Statutory Instrument [SI] 142/2013 – containing the Postal and Telecommunication (Subscriber Registration) Regulations – was gazetted on 27th September 2013, and came into operation only a few days later, on 1st October 2013. Readers may remember the largely hostile reaction reported in the press at the time, under headlines such as Zimbabwe’s Online Spying Law, Government to Spy on Cellphones and A Spies Charter. The constitutionality of the regulations was then questioned by the Parliamentary Legal Committee. This bulletin sets out what should happen next. Meanwhile the regulations are still in force, unchanged.
Summary of the Regulations
[Full SI is available from Veritas via the addresses given at the end of this bulletin.]
Registration of subscriber information by service providers The regulations prohibit “service providers” [i.e. organisations providing telecommunication services such as cell-phone services, telephone services and internet access] from providing services to any customer unless they have obtained and recorded basic information about the customer’s identity – full names, residential address, nationality, ID particulars, SIM card or telephone number etc. Service providers must store this information for as long as they provide services to a customer and for five years afterwards.
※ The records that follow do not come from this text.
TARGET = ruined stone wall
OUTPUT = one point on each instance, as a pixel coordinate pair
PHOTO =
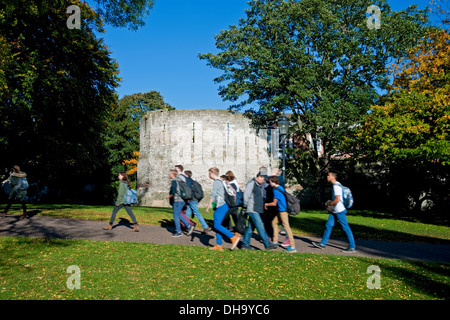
(198, 140)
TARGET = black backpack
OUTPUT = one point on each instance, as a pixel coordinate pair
(197, 191)
(185, 190)
(293, 203)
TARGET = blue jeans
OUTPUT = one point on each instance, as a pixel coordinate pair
(221, 231)
(177, 208)
(192, 207)
(255, 221)
(342, 217)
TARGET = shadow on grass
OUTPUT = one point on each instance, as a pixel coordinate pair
(316, 226)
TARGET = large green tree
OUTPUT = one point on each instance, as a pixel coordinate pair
(123, 124)
(320, 60)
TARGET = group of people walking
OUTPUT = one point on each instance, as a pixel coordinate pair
(263, 200)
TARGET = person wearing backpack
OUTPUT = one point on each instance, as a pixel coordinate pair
(280, 202)
(218, 197)
(338, 213)
(124, 184)
(178, 203)
(254, 203)
(18, 186)
(192, 205)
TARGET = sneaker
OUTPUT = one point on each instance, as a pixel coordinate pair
(190, 229)
(285, 244)
(318, 245)
(206, 230)
(272, 246)
(291, 249)
(177, 235)
(234, 242)
(244, 247)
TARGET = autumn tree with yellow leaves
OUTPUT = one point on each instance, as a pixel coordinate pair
(409, 133)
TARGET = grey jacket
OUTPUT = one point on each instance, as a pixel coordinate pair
(253, 197)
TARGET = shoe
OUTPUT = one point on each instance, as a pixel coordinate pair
(234, 242)
(191, 228)
(318, 245)
(272, 246)
(206, 230)
(177, 235)
(244, 247)
(291, 249)
(285, 244)
(108, 227)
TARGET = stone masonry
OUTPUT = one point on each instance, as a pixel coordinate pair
(198, 140)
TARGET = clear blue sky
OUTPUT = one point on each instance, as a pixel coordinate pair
(163, 55)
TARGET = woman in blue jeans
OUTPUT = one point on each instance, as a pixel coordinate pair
(339, 213)
(218, 197)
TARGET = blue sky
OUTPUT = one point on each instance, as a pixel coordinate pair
(163, 55)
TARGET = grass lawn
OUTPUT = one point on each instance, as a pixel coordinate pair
(32, 268)
(36, 268)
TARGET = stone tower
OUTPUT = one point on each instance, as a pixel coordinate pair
(198, 140)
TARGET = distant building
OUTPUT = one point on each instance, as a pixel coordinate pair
(198, 140)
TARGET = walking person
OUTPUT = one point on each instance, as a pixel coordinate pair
(178, 204)
(233, 211)
(18, 190)
(218, 197)
(279, 201)
(254, 202)
(338, 213)
(124, 184)
(192, 205)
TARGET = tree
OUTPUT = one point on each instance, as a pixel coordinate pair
(124, 13)
(56, 93)
(317, 59)
(409, 134)
(414, 124)
(123, 123)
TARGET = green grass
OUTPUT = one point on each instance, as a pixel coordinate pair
(33, 268)
(365, 224)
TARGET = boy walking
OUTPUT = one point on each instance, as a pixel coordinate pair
(339, 213)
(254, 202)
(218, 196)
(279, 200)
(178, 205)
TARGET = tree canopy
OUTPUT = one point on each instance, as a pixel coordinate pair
(316, 59)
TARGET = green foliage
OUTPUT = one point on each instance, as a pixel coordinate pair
(57, 92)
(123, 123)
(316, 59)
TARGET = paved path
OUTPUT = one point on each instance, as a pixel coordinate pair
(63, 228)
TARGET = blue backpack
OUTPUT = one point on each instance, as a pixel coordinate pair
(131, 196)
(347, 197)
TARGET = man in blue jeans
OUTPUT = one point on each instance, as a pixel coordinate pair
(192, 205)
(178, 205)
(339, 213)
(254, 202)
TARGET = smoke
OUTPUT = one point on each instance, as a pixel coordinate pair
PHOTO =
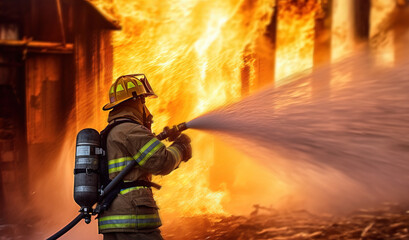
(339, 135)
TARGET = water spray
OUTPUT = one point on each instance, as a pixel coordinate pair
(172, 133)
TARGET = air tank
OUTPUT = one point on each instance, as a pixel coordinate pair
(86, 178)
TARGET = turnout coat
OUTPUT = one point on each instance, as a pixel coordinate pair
(134, 209)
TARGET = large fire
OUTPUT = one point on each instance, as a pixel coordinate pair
(295, 36)
(192, 52)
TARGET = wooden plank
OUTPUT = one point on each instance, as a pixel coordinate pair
(37, 45)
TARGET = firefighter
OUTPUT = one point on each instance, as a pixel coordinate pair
(133, 214)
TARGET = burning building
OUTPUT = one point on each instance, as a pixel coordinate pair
(50, 51)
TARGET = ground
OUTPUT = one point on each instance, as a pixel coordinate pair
(389, 221)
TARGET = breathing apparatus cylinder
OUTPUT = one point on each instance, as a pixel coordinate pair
(86, 177)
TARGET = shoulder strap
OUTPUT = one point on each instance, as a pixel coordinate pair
(104, 133)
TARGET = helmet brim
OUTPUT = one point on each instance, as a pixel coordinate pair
(109, 106)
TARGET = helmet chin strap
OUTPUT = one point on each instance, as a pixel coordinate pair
(146, 120)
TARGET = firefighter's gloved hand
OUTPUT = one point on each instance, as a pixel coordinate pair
(183, 142)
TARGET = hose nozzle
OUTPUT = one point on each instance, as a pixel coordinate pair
(172, 133)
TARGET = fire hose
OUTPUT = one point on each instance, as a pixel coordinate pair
(168, 133)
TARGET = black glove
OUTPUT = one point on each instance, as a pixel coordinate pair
(183, 144)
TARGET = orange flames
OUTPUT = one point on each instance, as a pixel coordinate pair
(192, 52)
(295, 37)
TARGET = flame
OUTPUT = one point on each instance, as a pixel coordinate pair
(295, 37)
(381, 34)
(192, 53)
(342, 39)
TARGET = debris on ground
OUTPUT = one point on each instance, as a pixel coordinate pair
(389, 221)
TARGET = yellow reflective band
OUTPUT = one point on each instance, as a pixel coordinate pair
(130, 225)
(153, 151)
(150, 148)
(116, 165)
(127, 190)
(130, 85)
(129, 221)
(175, 152)
(119, 88)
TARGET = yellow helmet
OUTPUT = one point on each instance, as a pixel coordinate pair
(127, 87)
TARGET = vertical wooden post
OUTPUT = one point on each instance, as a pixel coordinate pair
(61, 21)
(322, 49)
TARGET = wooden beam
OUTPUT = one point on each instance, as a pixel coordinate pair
(37, 46)
(61, 21)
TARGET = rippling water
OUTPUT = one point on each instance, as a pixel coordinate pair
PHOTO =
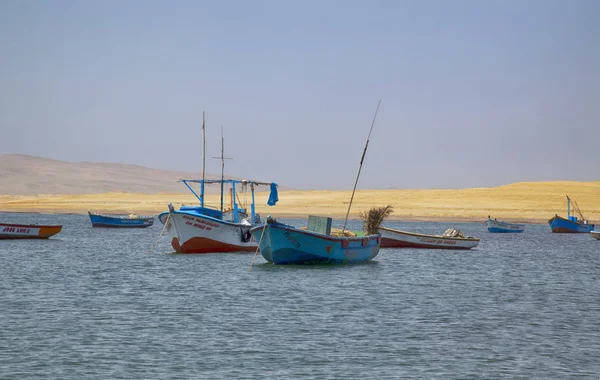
(91, 303)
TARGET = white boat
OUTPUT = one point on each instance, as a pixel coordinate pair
(499, 226)
(199, 229)
(451, 239)
(28, 231)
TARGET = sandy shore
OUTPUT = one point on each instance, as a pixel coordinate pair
(525, 202)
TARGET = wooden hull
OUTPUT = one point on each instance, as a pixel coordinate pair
(120, 221)
(283, 244)
(194, 233)
(561, 225)
(503, 227)
(27, 231)
(402, 239)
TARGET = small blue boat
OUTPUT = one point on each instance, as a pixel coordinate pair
(559, 224)
(498, 226)
(284, 244)
(120, 220)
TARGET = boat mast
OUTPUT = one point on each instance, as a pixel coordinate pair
(203, 160)
(222, 165)
(576, 208)
(223, 158)
(360, 167)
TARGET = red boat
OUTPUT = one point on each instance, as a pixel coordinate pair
(27, 231)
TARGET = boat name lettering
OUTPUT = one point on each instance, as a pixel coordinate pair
(437, 241)
(292, 239)
(200, 226)
(352, 255)
(17, 230)
(206, 222)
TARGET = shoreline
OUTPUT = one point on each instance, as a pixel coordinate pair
(525, 202)
(393, 218)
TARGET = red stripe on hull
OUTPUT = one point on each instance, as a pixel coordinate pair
(562, 230)
(204, 245)
(23, 237)
(391, 243)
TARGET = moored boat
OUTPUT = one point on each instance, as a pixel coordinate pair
(498, 226)
(120, 220)
(28, 231)
(284, 244)
(199, 229)
(451, 239)
(571, 224)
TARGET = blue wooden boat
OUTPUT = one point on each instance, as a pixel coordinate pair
(284, 244)
(499, 226)
(120, 220)
(572, 224)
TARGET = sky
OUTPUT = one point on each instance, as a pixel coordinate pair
(473, 93)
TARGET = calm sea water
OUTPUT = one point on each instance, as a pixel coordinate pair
(92, 304)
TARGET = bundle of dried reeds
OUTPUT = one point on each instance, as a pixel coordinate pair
(372, 219)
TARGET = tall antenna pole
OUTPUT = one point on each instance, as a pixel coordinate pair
(223, 158)
(360, 167)
(203, 159)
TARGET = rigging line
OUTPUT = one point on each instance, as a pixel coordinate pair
(258, 247)
(360, 166)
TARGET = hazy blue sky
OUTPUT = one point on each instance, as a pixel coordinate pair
(475, 93)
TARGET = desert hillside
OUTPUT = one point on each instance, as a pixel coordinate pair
(527, 202)
(29, 175)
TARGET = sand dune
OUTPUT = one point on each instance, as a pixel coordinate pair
(527, 201)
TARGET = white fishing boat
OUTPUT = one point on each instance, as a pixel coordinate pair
(499, 226)
(200, 229)
(451, 239)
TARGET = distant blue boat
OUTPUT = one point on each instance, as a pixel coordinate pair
(120, 221)
(285, 244)
(498, 226)
(559, 224)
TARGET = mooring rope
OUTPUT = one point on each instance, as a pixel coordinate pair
(258, 247)
(161, 234)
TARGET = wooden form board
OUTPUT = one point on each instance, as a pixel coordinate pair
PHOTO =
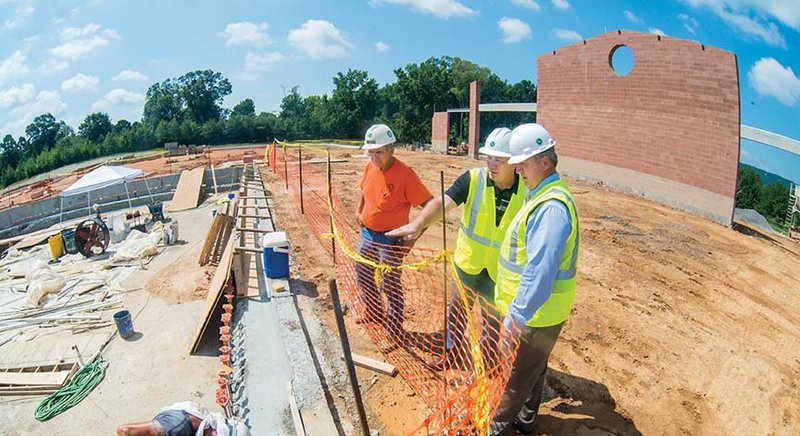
(214, 294)
(35, 380)
(187, 193)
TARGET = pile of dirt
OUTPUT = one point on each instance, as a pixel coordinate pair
(680, 325)
(182, 281)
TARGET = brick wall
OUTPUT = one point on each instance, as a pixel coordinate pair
(673, 118)
(440, 132)
(474, 118)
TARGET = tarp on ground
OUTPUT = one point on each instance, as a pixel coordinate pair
(101, 177)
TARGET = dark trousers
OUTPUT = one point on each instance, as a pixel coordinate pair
(483, 285)
(378, 247)
(525, 385)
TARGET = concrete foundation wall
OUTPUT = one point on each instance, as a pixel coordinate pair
(668, 130)
(440, 134)
(44, 213)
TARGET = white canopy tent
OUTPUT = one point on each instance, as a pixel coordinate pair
(102, 177)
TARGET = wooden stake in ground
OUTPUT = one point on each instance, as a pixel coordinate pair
(348, 357)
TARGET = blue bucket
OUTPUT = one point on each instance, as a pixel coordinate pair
(124, 323)
(276, 255)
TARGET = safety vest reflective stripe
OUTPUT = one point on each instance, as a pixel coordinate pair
(479, 236)
(513, 259)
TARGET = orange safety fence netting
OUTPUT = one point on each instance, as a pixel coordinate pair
(397, 295)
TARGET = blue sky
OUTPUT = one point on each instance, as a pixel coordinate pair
(72, 58)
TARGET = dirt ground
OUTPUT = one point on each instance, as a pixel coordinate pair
(57, 182)
(152, 369)
(680, 326)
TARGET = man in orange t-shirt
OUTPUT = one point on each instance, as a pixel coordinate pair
(389, 188)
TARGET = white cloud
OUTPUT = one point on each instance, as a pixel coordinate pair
(631, 17)
(527, 4)
(79, 82)
(16, 95)
(22, 115)
(785, 11)
(769, 77)
(12, 66)
(79, 42)
(514, 30)
(567, 35)
(750, 159)
(737, 14)
(689, 23)
(20, 15)
(320, 39)
(130, 75)
(52, 65)
(120, 104)
(246, 33)
(439, 8)
(256, 62)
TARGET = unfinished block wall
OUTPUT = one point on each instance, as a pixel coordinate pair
(669, 130)
(440, 132)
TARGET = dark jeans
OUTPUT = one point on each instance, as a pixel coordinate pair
(387, 254)
(482, 284)
(525, 385)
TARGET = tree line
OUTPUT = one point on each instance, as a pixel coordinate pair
(771, 201)
(189, 110)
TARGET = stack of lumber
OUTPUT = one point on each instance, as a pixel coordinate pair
(218, 235)
(35, 380)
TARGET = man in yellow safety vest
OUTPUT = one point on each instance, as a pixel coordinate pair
(536, 273)
(491, 196)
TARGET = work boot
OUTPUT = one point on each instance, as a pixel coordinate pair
(526, 420)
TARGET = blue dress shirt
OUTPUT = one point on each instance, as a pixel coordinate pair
(546, 236)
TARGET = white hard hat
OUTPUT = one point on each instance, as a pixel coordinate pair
(497, 143)
(377, 136)
(528, 140)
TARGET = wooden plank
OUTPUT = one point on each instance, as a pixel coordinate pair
(247, 229)
(222, 238)
(214, 294)
(34, 378)
(249, 249)
(187, 194)
(374, 365)
(214, 177)
(211, 237)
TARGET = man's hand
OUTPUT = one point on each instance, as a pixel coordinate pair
(409, 233)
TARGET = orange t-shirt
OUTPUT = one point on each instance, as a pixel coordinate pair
(389, 195)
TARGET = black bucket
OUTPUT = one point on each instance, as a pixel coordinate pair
(69, 241)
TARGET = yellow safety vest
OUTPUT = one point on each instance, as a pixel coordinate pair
(514, 258)
(479, 238)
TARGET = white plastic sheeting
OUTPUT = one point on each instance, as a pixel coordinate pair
(102, 177)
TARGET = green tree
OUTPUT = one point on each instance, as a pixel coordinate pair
(95, 127)
(203, 92)
(121, 126)
(748, 192)
(353, 104)
(293, 114)
(43, 133)
(774, 201)
(163, 102)
(245, 108)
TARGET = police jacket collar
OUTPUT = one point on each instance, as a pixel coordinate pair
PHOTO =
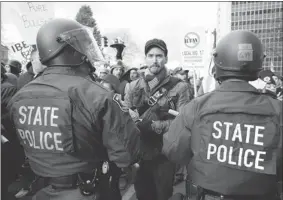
(62, 70)
(236, 85)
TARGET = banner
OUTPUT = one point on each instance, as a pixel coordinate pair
(30, 16)
(193, 48)
(20, 51)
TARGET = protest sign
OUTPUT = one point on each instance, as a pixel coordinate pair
(193, 48)
(30, 16)
(20, 51)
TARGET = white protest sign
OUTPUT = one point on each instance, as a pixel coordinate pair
(30, 16)
(20, 51)
(193, 48)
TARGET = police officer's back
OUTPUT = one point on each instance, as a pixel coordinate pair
(68, 124)
(232, 137)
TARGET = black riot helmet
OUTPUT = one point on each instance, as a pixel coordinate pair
(238, 55)
(59, 36)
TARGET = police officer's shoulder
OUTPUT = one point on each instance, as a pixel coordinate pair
(204, 97)
(92, 92)
(276, 104)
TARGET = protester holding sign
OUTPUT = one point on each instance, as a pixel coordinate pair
(152, 96)
(232, 136)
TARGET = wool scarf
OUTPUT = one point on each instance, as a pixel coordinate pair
(154, 79)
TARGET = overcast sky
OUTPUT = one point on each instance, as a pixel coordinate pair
(144, 20)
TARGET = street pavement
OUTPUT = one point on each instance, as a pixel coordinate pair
(129, 193)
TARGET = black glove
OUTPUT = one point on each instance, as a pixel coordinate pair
(145, 127)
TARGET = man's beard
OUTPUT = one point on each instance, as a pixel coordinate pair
(155, 68)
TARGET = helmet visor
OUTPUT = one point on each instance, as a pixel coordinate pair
(83, 41)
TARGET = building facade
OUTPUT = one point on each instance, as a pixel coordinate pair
(263, 18)
(3, 54)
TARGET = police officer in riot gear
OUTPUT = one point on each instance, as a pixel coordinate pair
(231, 137)
(74, 132)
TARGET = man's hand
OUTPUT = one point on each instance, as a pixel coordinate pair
(145, 127)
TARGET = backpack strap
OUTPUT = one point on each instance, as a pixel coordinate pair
(158, 92)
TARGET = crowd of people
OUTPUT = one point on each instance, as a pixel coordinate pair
(80, 129)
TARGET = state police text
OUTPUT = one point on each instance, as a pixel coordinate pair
(237, 133)
(41, 119)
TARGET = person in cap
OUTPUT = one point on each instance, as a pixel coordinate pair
(152, 95)
(74, 132)
(110, 82)
(268, 77)
(231, 137)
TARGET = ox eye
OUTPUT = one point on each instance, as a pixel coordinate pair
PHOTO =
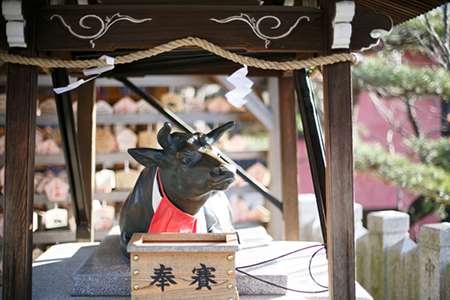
(185, 160)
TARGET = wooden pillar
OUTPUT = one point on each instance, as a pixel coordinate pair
(21, 97)
(339, 170)
(86, 140)
(21, 93)
(288, 140)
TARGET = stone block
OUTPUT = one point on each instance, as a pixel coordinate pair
(362, 261)
(386, 228)
(396, 266)
(412, 275)
(434, 258)
(447, 282)
(388, 221)
(307, 213)
(435, 235)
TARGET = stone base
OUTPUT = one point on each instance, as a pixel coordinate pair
(105, 273)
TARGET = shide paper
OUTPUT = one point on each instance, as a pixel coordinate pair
(243, 87)
(95, 71)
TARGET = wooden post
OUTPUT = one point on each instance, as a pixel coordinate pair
(288, 140)
(66, 122)
(339, 170)
(21, 95)
(86, 139)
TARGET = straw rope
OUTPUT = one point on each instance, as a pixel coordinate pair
(190, 41)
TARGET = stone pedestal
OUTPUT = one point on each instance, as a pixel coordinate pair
(434, 258)
(386, 228)
(397, 283)
(412, 275)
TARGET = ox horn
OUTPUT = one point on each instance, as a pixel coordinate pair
(164, 137)
(214, 135)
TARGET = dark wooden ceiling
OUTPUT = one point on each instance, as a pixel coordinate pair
(401, 10)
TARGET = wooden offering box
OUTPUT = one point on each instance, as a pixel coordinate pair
(183, 266)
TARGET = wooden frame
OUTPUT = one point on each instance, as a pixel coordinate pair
(309, 37)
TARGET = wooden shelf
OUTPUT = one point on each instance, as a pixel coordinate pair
(119, 157)
(121, 195)
(44, 120)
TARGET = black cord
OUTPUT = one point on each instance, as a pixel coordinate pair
(239, 269)
(310, 273)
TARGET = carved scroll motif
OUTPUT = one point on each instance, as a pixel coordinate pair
(255, 26)
(104, 25)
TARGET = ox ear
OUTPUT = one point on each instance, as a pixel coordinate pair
(147, 157)
(214, 135)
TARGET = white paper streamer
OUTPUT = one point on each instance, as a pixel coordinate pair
(243, 87)
(95, 71)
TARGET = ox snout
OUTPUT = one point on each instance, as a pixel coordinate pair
(223, 173)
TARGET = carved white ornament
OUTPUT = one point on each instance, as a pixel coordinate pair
(104, 25)
(15, 26)
(342, 29)
(255, 24)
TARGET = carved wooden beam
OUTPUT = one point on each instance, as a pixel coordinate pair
(108, 27)
(253, 28)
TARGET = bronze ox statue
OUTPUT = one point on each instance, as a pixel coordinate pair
(189, 173)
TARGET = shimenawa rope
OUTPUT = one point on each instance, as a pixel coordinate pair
(189, 41)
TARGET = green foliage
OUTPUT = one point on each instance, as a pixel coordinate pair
(432, 181)
(379, 74)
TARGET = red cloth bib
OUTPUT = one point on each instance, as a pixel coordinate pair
(168, 218)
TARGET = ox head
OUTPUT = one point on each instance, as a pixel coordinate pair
(191, 168)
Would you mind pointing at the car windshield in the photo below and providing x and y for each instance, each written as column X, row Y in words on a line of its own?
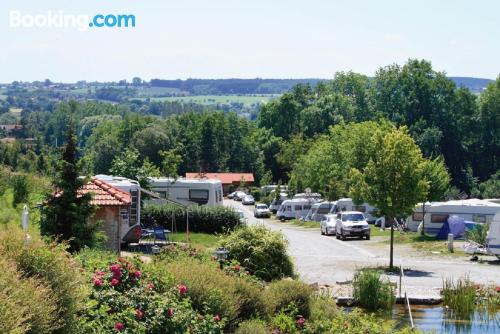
column 354, row 217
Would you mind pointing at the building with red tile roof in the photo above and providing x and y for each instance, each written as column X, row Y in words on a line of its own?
column 229, row 180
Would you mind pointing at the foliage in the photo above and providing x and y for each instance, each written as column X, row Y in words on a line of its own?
column 285, row 294
column 122, row 300
column 479, row 233
column 53, row 268
column 66, row 214
column 260, row 250
column 201, row 218
column 371, row 291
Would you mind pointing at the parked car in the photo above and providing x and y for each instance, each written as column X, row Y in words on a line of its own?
column 239, row 195
column 261, row 210
column 327, row 225
column 247, row 200
column 351, row 224
column 241, row 214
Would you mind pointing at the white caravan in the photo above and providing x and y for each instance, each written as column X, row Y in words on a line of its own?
column 186, row 191
column 436, row 213
column 130, row 231
column 346, row 204
column 294, row 208
column 493, row 238
column 275, row 204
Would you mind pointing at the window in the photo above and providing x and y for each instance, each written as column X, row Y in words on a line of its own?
column 479, row 218
column 417, row 216
column 199, row 196
column 438, row 218
column 360, row 208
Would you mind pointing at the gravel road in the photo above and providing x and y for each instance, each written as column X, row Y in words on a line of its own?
column 326, row 260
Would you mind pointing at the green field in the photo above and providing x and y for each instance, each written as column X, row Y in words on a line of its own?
column 247, row 100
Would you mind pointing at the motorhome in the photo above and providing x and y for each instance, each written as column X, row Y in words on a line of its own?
column 493, row 238
column 294, row 208
column 131, row 229
column 318, row 211
column 276, row 203
column 186, row 191
column 434, row 214
column 346, row 204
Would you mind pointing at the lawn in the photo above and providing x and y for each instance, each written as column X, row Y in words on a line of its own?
column 197, row 240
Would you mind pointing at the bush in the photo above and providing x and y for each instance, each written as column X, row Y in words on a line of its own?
column 260, row 250
column 254, row 326
column 27, row 304
column 51, row 265
column 371, row 292
column 206, row 219
column 286, row 295
column 212, row 290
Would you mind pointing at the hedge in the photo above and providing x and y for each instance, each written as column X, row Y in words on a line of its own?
column 206, row 219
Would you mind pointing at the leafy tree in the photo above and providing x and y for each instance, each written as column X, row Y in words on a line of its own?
column 66, row 215
column 393, row 180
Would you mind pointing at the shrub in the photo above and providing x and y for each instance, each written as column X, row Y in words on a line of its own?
column 254, row 326
column 371, row 291
column 51, row 265
column 204, row 219
column 260, row 250
column 288, row 294
column 211, row 290
column 27, row 305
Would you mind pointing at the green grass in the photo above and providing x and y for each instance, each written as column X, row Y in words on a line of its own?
column 217, row 99
column 302, row 223
column 197, row 240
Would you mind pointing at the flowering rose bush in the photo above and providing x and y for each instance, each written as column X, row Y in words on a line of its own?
column 123, row 300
Databases of subscriber information Service providers must keep registers recording the subscriber information collected, and must provide the Postal and Telecommunications Regulatory Authority of Zimbabwe [POTRAZ] with access to and copies of their registers on demand and also supply POTRAZ with regular updates. POTRAZ must maintain a central database of this information.
Disclosure of subscriber information The regulations emphasise repeatedly that subscriber information held by service providers and in POTRAZ’s central database is confidential. Outside access is prohibited, except on limited grounds, which include assisting emergency services or law enforcement agencies [a term which is not defined but which presumably includes the CIO], safeguarding national security, or for approved educational and research purposes. POTRAZ may give information in its central database to a law enforcement agent only if it is requested in writing by an officer of or above the rank of Assistant Commissioner of Police or an equivalent rank in another force, but must not do so if the disclosure would constitute a breach of the Constitution or any other enactment, or constitute a threat to national security.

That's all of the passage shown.